The Ministry of Justice is consulting on the current processes in which someone has a judgment made against them without their knowledge.
That’s good, because finding a CCJ you knew nothing about on your credit record is a very unfair situation. People may only find out about a CCJ at an old address when their mortgage or other credit application is declined, or they fail a tenancy check.
I’ll write a separate article with my thoughts on the MoJ’s questions, but here I want to make the point that finding an unknown default on a credit record is often just as bad news as an unknown CCJ – so this situation too needs to be tackled.
When do unknown defaults occur
Many unexpected CCJs also have a related default on someone’s credit record: not parking tickets, but debts such as mobile and utility bills and consumer credit debts. And often there is no CCJ yet, just the default.
Sometimes these are very small amounts of money: someone thinks they have settled their old mobile account when they get a new contract from a different provider but there is one month more to pay; or a similar situation when someone moves house and there is a final bill from a water or energy company.
Often the texts about the unpaid bill go to the old phone number, or the letters to the old address, so the customer hs no idea.
I could quote dozens of readers’ comments on this topic, but is just one example:
I applied for a mortgage a few weeks ago, although I had the top score from Experian, it got rejected at underwriting. I was not a member of Equifax and Call Credit, nor heard about these two, so immediately got my credit reports from these two companies. I found out there was a BT bill from 4 years ago for about £61 that was marked as a ‘defaulted’ credit agreement. I was not aware at all of this BT bill as such. I suspect this bill that they sent fell to a period when I moved flats, therefore, it was not forwarded to me.
These defaults can result in someone getting turned down for a mortgage or other credit in just the same way that a CCJ can. So there is no point in only tackling the CCJs, unfair defaults also need to be removed.
Credit records should be both accurate and fair
If someone asks for a default to be removed, they are often told by the creditor that this can’t be done because credit records have to be accurate.
But what is accurate? The point of a credit record is to show how well someone has handled credit. If someone finds out three years later that they owed a small amount on a gas bill from a previous residence and then they pay that straight away, removing the default will give a better picture of that customer’s finances than leaving the default in place will.
Often the customer will have a nearly clean credit record except for this one problem – they have paid all their other bills and debts on time, so what is the chance that they deliberately decided not to pay a small old bill deliberately? About zero. So why is it accurate that a default should be recorded? It certainly isn’t fair. And it doesn’t seem helpful to other creditors wanting to make good lending assessments.
Do the SCOR rules need to be updated?
I suggest that creditors should listen when a customer says they had no idea that they owed that money and that they have paid as soon as they realised they did. If they had always paid on time previously, they had moved house and generally have a healthy credit report, then the facts support what they are saying. So treat them reasonably and delete the default in this situation.

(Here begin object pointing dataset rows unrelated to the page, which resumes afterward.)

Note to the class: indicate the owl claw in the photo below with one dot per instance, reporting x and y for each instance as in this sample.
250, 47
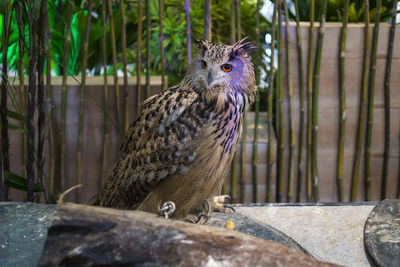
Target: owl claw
201, 217
220, 204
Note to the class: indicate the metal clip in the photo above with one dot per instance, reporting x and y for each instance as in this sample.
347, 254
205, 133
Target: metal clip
167, 209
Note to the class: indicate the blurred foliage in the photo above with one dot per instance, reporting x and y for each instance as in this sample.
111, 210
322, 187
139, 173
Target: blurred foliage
174, 31
174, 34
335, 10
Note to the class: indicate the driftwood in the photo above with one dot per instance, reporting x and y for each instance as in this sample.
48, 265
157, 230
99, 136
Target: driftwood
86, 236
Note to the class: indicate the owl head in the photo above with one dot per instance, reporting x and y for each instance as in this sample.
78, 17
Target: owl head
217, 67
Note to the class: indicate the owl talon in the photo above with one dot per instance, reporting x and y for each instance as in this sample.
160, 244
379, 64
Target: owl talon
220, 204
229, 207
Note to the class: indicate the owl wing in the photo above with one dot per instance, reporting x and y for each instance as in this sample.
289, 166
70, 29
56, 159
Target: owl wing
162, 141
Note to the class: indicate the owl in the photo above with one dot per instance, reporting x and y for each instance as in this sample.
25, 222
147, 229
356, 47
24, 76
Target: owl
181, 145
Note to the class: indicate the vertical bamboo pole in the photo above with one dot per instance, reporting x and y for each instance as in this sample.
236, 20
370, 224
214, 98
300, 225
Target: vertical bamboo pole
362, 108
5, 143
160, 22
115, 70
270, 152
244, 131
2, 182
309, 99
342, 104
280, 185
233, 22
207, 20
148, 33
106, 101
64, 92
41, 90
371, 94
300, 167
188, 31
292, 138
139, 59
317, 69
238, 21
82, 100
22, 91
30, 163
387, 101
257, 108
233, 189
49, 97
124, 63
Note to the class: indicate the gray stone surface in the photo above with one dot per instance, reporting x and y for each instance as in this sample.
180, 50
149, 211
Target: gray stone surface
330, 233
246, 225
382, 234
23, 229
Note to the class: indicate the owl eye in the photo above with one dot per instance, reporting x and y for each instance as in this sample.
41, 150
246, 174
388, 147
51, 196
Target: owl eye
226, 67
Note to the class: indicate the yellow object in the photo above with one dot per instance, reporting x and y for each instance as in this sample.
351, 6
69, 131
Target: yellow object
230, 225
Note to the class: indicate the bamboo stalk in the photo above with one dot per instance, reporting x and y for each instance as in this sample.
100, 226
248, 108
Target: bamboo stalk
317, 70
189, 42
82, 100
30, 163
5, 143
148, 33
238, 21
270, 153
342, 104
124, 64
280, 183
41, 91
244, 131
309, 99
233, 22
257, 109
387, 101
64, 92
371, 94
398, 180
300, 167
49, 97
115, 67
362, 108
188, 32
2, 181
138, 58
292, 138
106, 101
207, 20
22, 91
233, 188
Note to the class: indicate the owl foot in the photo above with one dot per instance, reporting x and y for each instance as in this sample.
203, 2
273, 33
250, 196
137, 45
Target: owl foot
220, 204
201, 217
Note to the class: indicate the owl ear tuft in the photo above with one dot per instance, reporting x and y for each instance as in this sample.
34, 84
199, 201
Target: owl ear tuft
242, 47
201, 44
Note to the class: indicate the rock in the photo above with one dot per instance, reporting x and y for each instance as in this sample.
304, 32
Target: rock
86, 236
382, 234
247, 225
23, 228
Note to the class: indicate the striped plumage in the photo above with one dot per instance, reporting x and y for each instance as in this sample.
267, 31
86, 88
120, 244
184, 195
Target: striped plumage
180, 147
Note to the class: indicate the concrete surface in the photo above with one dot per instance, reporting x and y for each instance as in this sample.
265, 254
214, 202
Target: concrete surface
332, 233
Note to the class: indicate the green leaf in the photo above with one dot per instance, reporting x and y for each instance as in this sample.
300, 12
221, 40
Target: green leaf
17, 182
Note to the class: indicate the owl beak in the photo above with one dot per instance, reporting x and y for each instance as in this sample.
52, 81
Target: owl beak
210, 78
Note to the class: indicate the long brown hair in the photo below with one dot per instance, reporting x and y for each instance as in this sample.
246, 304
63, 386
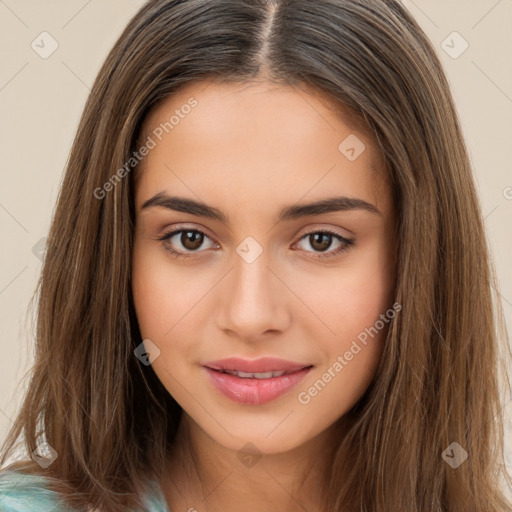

I think this is the fair thing to so, so it is not out of line with the SCOR rules on credit reporting, where Principle 1 says Data that is reported on your credit file must be fair, accurate, consistent, complete and up to date.
If the SCOR forum feels it is out of line with the current rules, then I think they should consider updating the rules to clarify that this sort of correction is reasonable.
If changes are made to handling CCJs but not to defaults
If default reporting isn’t changed so these unknown defaults can be promptly removed, then amending court processes so that default CCJs can be removed will only be useful for debts which aren’t on credit records, such as parking tickets.
A situation in which a CCJ for a water bill or mobile bill is removed if the debt is repaid but the default on the underlying debt still remains doesn’t seem sensible.